OA-19: Comprehensive genomic characterization of response and resistance to daratumumab- based quadruplet induction in newly diagnosed multiple myeloma patients

Introduction: Quadruplet induction regimens containing daratumumab (dara-quads) are highly efficacious in newly diagnosed multiple myeloma (NDMM), producing high rates of minimal residual disease negativity and long progression-free and overall survival. Though deep clinical responses are observed in patients with conventionally defined high-risk disease, a subset of patients still progress early. We hypothesize that dara-quads may overcome traditional prognostication, with more comprehensive genomic stratification being required for individualized treatment decisions and definition of novel treatment approaches.

Methods: We examined NDMM patients prescribed dara-quad induction at Memorial Sloan Kettering Cancer Center prior to Feb 2023, focusing on genomic characterization.

Results: Among 205 patients analyzed, 84 patients received carfilzomib (DKRd) and 121 bortezomib (DVRd). Overall median follow-up was 1.4 years (y); 4.2y with DKRd (IQR 2.1-4.7, max 5.6) and 1.0y with DVRd (IQR 0.7-1.4, max 3.2). 25 patients progressed following DKRd and 20 following DVRd. 194 had FISH performed, 123 SNP-array, 74 targeted sequencing (MSK-IMPACT-Heme) and 45 whole genome sequencing (WGS).

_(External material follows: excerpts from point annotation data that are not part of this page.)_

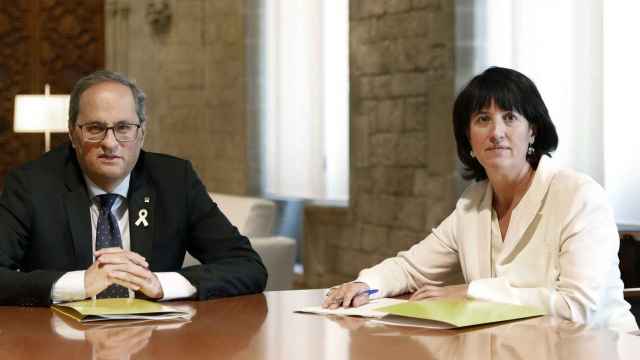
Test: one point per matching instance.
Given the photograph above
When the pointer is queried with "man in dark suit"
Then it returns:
(100, 216)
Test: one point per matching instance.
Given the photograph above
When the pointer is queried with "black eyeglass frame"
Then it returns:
(106, 130)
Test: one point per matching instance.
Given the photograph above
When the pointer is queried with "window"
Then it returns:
(306, 117)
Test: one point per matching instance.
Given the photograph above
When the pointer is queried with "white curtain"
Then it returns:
(306, 104)
(583, 57)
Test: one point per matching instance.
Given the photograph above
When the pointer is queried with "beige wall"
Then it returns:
(401, 142)
(201, 77)
(194, 72)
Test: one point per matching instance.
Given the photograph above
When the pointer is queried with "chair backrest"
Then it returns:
(254, 217)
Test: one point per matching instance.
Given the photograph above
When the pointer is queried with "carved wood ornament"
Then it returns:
(43, 41)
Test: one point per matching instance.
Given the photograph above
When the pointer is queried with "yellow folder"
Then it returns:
(119, 309)
(454, 313)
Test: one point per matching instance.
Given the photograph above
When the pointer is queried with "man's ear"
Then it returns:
(73, 144)
(143, 127)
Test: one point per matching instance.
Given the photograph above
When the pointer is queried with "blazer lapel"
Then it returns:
(483, 234)
(141, 203)
(77, 205)
(529, 208)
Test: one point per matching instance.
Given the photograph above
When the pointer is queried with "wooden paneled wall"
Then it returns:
(43, 41)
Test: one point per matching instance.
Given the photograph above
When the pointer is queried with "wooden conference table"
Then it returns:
(264, 327)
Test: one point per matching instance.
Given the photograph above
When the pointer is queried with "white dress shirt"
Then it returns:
(70, 286)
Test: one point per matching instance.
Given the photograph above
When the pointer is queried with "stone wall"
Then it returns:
(190, 57)
(402, 152)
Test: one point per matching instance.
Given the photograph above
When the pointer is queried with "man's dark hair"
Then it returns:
(511, 91)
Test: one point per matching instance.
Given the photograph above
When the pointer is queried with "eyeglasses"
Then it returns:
(96, 132)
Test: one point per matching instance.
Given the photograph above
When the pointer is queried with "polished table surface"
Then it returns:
(264, 326)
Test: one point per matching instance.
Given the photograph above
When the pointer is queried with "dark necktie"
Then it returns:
(108, 235)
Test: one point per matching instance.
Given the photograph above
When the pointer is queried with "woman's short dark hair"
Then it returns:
(510, 90)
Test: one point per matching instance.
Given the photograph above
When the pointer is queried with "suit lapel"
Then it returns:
(141, 202)
(77, 205)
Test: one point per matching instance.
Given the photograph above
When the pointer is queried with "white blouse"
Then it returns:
(560, 252)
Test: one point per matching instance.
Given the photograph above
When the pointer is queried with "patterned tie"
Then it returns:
(108, 235)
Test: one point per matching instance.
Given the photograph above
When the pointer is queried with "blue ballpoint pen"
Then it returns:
(368, 292)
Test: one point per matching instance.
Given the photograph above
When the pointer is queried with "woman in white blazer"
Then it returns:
(525, 232)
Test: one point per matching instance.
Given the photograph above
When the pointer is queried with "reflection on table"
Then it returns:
(265, 327)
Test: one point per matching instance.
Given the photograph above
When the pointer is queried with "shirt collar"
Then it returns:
(94, 190)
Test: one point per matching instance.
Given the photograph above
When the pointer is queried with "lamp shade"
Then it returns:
(41, 113)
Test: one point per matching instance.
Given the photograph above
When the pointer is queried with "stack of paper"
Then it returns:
(362, 311)
(119, 309)
(434, 314)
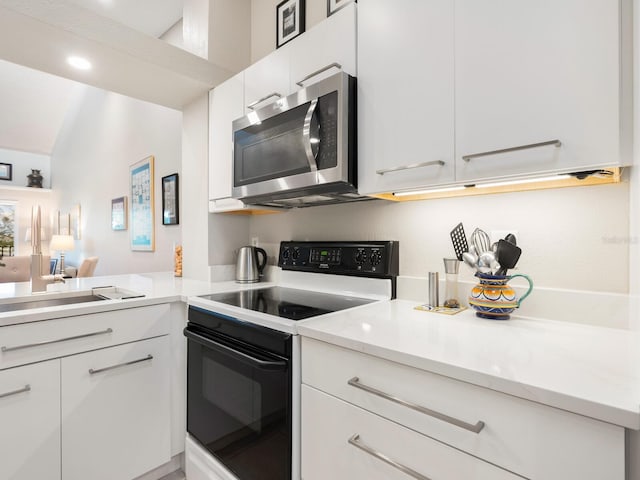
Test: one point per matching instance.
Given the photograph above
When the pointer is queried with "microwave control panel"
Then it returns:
(371, 259)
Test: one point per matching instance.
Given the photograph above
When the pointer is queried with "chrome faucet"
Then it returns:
(39, 281)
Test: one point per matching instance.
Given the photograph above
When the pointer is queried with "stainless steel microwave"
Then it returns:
(299, 150)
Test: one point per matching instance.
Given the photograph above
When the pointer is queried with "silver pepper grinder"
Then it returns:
(451, 267)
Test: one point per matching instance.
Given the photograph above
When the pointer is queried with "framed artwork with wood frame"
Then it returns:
(170, 200)
(142, 226)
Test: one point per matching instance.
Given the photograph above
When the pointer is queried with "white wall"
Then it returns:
(22, 164)
(103, 135)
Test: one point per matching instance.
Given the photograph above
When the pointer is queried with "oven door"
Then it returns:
(296, 142)
(239, 405)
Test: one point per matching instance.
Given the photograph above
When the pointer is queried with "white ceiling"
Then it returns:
(120, 38)
(153, 17)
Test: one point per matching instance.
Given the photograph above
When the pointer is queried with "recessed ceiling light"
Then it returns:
(79, 62)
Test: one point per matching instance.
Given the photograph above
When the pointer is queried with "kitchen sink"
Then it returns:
(66, 298)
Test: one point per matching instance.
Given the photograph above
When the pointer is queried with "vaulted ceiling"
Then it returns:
(121, 39)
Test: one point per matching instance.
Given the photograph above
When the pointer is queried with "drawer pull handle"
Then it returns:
(318, 72)
(26, 388)
(252, 105)
(555, 143)
(477, 428)
(356, 442)
(49, 342)
(93, 371)
(409, 167)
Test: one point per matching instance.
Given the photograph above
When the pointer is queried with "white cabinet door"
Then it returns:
(226, 103)
(344, 442)
(405, 94)
(267, 80)
(331, 43)
(536, 71)
(116, 411)
(30, 419)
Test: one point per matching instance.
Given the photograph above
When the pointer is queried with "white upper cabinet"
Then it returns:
(539, 72)
(225, 105)
(267, 80)
(325, 49)
(405, 94)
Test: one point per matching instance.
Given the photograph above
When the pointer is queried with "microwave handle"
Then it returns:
(318, 72)
(306, 135)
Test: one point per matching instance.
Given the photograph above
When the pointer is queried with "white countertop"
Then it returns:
(593, 371)
(161, 287)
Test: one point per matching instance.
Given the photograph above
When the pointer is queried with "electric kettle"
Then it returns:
(248, 267)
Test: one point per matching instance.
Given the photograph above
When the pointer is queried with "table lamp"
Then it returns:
(61, 243)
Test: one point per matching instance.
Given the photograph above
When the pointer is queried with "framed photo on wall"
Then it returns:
(119, 213)
(290, 20)
(142, 227)
(334, 5)
(6, 171)
(170, 208)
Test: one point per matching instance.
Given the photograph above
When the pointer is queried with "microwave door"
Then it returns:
(291, 150)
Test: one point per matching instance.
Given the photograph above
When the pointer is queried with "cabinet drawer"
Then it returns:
(116, 401)
(522, 436)
(37, 341)
(30, 419)
(334, 434)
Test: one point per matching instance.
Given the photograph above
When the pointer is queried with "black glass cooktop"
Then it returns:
(288, 303)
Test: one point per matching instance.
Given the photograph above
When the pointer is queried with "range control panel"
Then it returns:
(371, 259)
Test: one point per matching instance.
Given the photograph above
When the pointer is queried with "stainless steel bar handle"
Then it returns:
(409, 167)
(475, 428)
(49, 342)
(306, 134)
(93, 371)
(355, 441)
(252, 105)
(555, 143)
(26, 388)
(317, 72)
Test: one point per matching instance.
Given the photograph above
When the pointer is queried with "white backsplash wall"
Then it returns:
(573, 238)
(102, 136)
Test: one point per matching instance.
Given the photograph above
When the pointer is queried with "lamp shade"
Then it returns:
(62, 243)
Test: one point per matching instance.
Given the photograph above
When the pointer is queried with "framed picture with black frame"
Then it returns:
(290, 20)
(170, 196)
(334, 5)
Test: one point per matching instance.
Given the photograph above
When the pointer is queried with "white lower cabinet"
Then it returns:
(530, 439)
(343, 442)
(30, 422)
(116, 411)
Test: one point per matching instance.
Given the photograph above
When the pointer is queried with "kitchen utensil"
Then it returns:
(470, 259)
(511, 238)
(493, 298)
(481, 241)
(459, 240)
(248, 267)
(508, 255)
(488, 259)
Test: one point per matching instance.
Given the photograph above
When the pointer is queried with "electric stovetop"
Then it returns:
(290, 303)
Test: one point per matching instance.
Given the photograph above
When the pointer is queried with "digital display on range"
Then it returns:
(326, 255)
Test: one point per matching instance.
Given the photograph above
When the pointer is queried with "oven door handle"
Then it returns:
(232, 352)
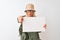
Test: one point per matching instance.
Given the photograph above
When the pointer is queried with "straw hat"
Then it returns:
(29, 7)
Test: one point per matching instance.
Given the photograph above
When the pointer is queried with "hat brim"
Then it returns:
(29, 10)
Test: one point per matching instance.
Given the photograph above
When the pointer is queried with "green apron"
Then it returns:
(28, 35)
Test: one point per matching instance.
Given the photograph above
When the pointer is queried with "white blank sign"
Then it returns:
(33, 24)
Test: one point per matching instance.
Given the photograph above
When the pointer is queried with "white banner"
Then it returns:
(34, 24)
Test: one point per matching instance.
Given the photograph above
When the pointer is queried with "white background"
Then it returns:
(11, 9)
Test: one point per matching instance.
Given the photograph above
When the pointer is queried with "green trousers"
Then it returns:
(30, 36)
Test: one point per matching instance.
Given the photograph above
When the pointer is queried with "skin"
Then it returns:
(29, 13)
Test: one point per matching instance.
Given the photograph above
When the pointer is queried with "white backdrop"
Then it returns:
(11, 9)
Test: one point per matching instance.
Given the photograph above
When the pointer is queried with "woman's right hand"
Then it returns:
(20, 19)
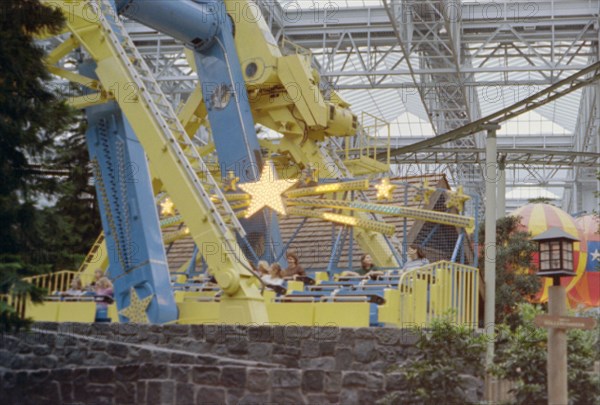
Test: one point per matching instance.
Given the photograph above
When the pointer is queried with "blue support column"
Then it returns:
(204, 26)
(129, 216)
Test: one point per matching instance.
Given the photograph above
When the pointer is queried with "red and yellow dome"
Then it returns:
(586, 292)
(538, 218)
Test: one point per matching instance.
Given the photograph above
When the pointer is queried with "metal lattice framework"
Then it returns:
(439, 61)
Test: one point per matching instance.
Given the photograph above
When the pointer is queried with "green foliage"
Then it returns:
(521, 356)
(446, 354)
(516, 281)
(541, 200)
(33, 119)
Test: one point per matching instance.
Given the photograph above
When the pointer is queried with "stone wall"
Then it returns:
(208, 364)
(185, 384)
(325, 348)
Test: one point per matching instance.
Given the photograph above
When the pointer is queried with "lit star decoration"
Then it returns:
(267, 191)
(424, 193)
(167, 208)
(230, 182)
(457, 199)
(309, 177)
(136, 311)
(595, 255)
(384, 189)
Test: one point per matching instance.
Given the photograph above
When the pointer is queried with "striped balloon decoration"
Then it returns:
(586, 292)
(537, 218)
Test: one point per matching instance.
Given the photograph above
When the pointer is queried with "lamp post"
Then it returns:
(555, 248)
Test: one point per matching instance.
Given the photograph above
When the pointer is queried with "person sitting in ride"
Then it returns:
(294, 269)
(367, 268)
(76, 289)
(274, 276)
(98, 274)
(104, 290)
(263, 268)
(416, 258)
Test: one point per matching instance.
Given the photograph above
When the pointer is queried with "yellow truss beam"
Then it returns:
(329, 188)
(161, 137)
(356, 222)
(390, 210)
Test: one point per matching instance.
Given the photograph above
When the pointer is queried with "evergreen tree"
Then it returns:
(31, 116)
(516, 281)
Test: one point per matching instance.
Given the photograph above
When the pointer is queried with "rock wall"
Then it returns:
(325, 348)
(204, 364)
(185, 384)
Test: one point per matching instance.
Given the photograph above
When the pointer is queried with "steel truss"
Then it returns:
(454, 50)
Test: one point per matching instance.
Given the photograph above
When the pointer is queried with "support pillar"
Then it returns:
(501, 195)
(491, 180)
(557, 348)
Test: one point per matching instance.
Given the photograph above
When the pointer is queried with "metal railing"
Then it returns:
(439, 289)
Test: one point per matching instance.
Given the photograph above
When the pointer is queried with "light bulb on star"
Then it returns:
(136, 311)
(167, 208)
(384, 189)
(267, 191)
(457, 199)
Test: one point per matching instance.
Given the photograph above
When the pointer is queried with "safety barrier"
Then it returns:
(439, 289)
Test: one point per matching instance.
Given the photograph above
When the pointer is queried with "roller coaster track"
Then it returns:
(171, 154)
(391, 210)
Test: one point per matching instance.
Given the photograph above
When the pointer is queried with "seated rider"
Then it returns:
(416, 258)
(367, 268)
(104, 289)
(76, 289)
(274, 278)
(294, 269)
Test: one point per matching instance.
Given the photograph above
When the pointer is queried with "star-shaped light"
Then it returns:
(267, 191)
(424, 193)
(457, 199)
(136, 311)
(309, 177)
(167, 208)
(384, 189)
(230, 182)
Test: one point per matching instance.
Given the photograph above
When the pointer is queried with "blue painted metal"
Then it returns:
(192, 267)
(254, 257)
(205, 26)
(462, 250)
(405, 229)
(289, 242)
(351, 244)
(129, 216)
(476, 233)
(430, 235)
(457, 246)
(336, 251)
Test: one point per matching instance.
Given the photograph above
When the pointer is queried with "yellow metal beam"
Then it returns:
(366, 224)
(390, 210)
(161, 138)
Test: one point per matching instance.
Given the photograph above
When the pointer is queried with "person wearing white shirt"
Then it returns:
(416, 258)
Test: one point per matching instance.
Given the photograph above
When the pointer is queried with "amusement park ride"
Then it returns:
(145, 155)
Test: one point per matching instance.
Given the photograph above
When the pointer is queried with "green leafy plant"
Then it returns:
(516, 280)
(447, 353)
(521, 357)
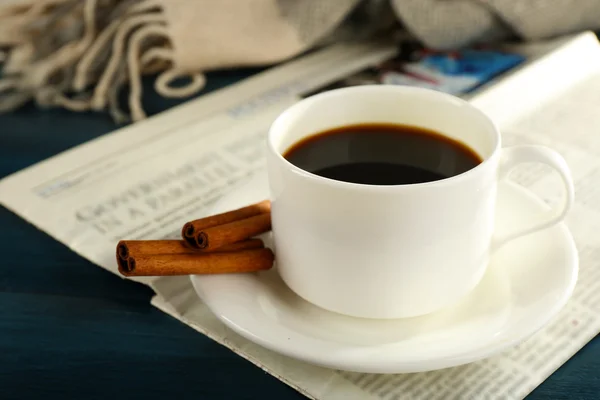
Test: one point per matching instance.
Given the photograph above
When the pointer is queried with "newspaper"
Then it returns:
(144, 181)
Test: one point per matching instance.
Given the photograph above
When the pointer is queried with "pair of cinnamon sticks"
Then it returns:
(215, 244)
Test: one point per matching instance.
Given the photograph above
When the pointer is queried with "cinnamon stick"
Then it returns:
(191, 264)
(144, 247)
(226, 234)
(190, 230)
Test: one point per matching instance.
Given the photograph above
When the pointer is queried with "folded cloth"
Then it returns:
(78, 54)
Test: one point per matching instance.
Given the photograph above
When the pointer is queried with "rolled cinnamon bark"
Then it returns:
(190, 230)
(192, 264)
(226, 234)
(125, 248)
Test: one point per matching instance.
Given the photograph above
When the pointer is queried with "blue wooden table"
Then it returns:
(71, 330)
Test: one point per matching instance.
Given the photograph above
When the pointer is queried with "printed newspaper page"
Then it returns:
(146, 180)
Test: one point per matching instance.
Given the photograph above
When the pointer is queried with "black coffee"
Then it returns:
(382, 154)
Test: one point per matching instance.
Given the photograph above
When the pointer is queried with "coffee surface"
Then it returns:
(382, 154)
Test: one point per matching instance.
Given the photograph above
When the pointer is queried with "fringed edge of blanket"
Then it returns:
(78, 55)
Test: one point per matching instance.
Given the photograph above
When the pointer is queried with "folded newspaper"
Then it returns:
(145, 180)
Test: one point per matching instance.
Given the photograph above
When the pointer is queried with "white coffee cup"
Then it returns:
(392, 251)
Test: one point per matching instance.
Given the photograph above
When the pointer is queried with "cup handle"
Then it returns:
(513, 156)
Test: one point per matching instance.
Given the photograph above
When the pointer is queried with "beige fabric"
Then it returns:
(78, 54)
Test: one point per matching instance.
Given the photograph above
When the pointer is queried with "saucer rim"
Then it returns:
(358, 364)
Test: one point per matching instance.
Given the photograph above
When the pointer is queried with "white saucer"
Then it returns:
(527, 283)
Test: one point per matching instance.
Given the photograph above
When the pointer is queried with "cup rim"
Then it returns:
(386, 188)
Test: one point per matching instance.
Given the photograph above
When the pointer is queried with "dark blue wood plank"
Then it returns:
(71, 330)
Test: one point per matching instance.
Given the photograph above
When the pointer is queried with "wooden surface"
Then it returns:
(71, 330)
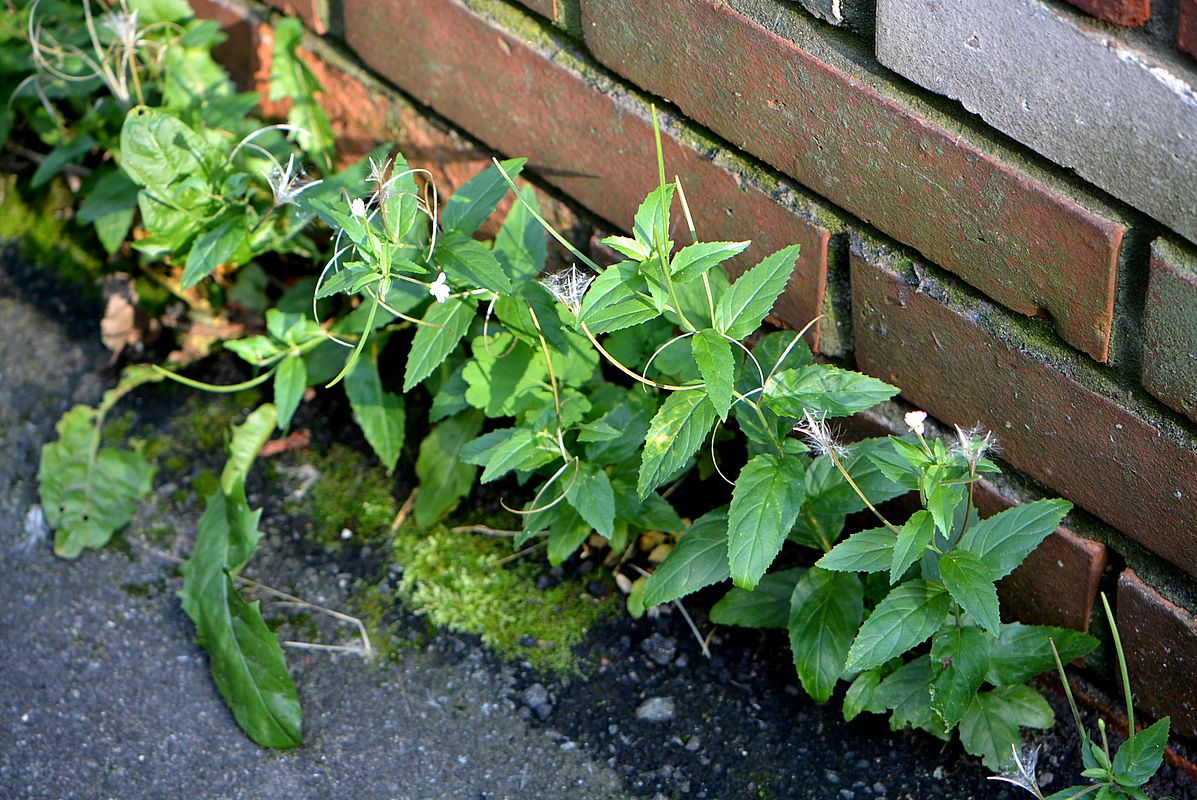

ISS stage did not predict for PFS or OS, either in the whole cohort, or in individual regimens. The inclusion of genomic assessment improved prognostication; while R-ISS, high-risk cytogenetics as per R-ISS, and R2-ISS each improved PFS prediction (p < 0.01), consideration of every feature assessable by FISH (including del1p, amp1q, t(14;20), MYC-translocations) further increased discrimination (p=0.009), as did considering 2 or more co-occurring high-risk features (p=0.002). There were trends towards potential differences between the regimens based on risk profile.

Using comprehensive genomic assessment (SNP-array, MSK-IMPACT-Heme and WGS) allowed for the assessment of additional genomic features in those with adequate follow-up (predominantly DKRd). Del1p22.1 was strongly predictive of shorter PFS (RPL5, p< 0.0001), as were del22q12.1 (XBP1, p=0.02) and APOBEC-mutational activity (p=0.01). Additional features demonstrated a trend to significance, including del1p12 (TENT5C, p=0.06) and the complex structural variant chromothripsis, which may become significant upon examining a larger cohort.

Conclusions: In the context of highly effective dara-quad induction, ISS stage did not predict for either PFS or OS. Limited cytogenetic assessment improved prognostication, while advanced genomic assessment was highly discriminatory. The current study provides the rationale for more comprehensive genomic assessment in patients receiving dara-quads in order to refine prognostication and consider novel treatment approaches for high-risk patients. With the assistance of an IMS Translational Research Award, we are significantly expanding our cohort of WGS in dara-quad-treated patients, including the integration of single-cell WGS.